Keywords: Passeriformes, contact zone, mid-domain effect, parapatry, Palaearctic
1. Introduction
Evolutionary biologists have long recognized the importance of documenting contact zones of related species of organisms (Mayr 1963). The data derived from such studies contribute to the understanding of processes of speciation, dispersal and vicariance. Contact zones usually are defined as the meeting area of pairs of closely related species, implying a degree of congruence in their separate distribution (Short 1969). These areas have been most frequently reported in birds (Dixon 1989), representing major zones of biogeographic discontinuity among western and eastern taxa, and probably current or former barriers (Haffer 1997). A plethora of hypotheses have been suggested to explain the pattern and causes of contact zones, mainly concentrating on historical interpretations such as the refuge, river refuge and disturbance-vicariance hypotheses (Haffer 1977, 1997; Haffer & Prance 2001). Based on cursorial observations, Haffer (1977, 1992) and Vaurie (1954–1965) found that contact zones of parapatric passerine birds (order Passeriformes) appear to be more common than average in the Middle East. The refuge theory (Haffer 1977; Haffer & Prance 2001) explains this pattern by assuming that the species involved survived the preceding cold–arid climatic phase of the last glacial stage in moist refuges, and that the Middle East, with its high diversity of habitat and a fast clinal habitat variation along steep clines, provides ideal opportunities for secondary contact.

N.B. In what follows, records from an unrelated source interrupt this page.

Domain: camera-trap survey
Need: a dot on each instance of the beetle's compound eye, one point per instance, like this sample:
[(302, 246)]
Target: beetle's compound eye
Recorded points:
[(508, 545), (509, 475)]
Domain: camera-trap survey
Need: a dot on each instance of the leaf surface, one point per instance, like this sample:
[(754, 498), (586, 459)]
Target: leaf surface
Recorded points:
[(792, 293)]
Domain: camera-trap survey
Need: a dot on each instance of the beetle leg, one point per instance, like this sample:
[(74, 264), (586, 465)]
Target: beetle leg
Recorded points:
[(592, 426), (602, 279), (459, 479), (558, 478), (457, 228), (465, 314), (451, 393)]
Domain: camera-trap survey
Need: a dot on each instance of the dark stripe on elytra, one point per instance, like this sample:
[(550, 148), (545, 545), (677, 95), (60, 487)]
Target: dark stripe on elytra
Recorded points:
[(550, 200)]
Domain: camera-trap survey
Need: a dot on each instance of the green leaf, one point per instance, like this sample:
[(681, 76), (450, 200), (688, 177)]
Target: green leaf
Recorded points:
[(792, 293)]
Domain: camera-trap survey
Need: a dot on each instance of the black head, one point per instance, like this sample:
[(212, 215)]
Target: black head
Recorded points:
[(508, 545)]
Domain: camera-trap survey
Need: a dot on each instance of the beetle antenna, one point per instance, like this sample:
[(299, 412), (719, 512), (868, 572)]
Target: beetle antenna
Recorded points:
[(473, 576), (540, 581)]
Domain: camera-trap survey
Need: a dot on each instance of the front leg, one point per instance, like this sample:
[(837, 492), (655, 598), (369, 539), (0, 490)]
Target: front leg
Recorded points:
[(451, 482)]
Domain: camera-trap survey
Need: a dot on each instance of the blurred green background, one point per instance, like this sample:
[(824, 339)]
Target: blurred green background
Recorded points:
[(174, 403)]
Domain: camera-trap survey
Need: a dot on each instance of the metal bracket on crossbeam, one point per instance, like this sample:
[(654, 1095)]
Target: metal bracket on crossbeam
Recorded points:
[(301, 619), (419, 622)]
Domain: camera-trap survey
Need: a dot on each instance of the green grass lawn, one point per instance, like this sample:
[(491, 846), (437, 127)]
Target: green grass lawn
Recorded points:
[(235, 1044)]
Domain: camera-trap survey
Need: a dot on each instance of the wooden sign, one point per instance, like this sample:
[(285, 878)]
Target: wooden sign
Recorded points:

A high diversity of species in the central area of a continent, such as the Middle East, is also predicted by the mid-domain effect (MDE), as set out by Colwell & Lees (2000). MDE explains species gradients based solely on geometric constraints on species ranges, independent of all evolutionary and environmental features, leading to a peak in range overlap among species in the centre of a geographical area (Colwell & Hurtt 1994). Such increased range overlap could also influence the distribution of hybrid zones.
Here we used passerines, the most species-rich clade of birds with over 5700 species in 96 families (60% of the world avifauna), as a model group to explore the distribution of contact zones in the Palaearctic. Geographical areas of distributional overlap were calculated from newly compiled distribution maps of parapatric species pairs. Our goals were: (i) to test the hypothesis of increased occurrence of contact zones in the Middle East and (ii) to discover whether the distribution of these zones in the Palaearctic can be explained as a neutral correlate of continental geometry, or whether a historical or ecological explanation needs to be invoked.
2. Material and methods
The study area encompasses the whole of the Palaearctic Region (Europe, North Africa and Asia: 30°–170° W, 86°25′–18°00′ N; land area: 54.1 million km2). Parapatric species pairs were identified as species with contiguous or narrow overlap zones, excluding each other geographically and with no, or restricted, hybridization along their contact zones (Haffer 1992). Lists of parapatric species pairs of passerine birds in this area were available from the works of Haffer (1977, 1992). Records of hybridization among these species were compiled from Bures et al. (2002) and Randler (2002; Electronic Appendix, Appendix 1). Nomenclature and taxonomy follows Roselaar & Shirihai (in press). Separate analyses were carried out for species pairs that do and do not hybridize, respectively, in order to exclude possible artefacts originating from the definition of species pairs, but similar hotspot patterns were recovered in both cases (not shown).
A database of digitized distribution maps was created for the species studied with the help of the computer program Worldmap v. 4.1 (Williams 2000). The geographical distributions were interactively plotted on an equal area map of the Palaearctic (equivalent cylinder projection, equidistant on 55° parallel circle), overlaid by a one degree-wide grid (grid cell area: 4062 km2). For all parapatric passerine species pairs we compiled distribution maps based on various literature sources, supplemented by data obtained from numerous zoological collections (these maps will be published in forthcoming studies). We produced combined maps for the two taxa of each species pair and extracted the overlap of their distribution areas as a new map. The contact zones of all species pairs considered here were subsequently combined, and their geographical distribution analysed.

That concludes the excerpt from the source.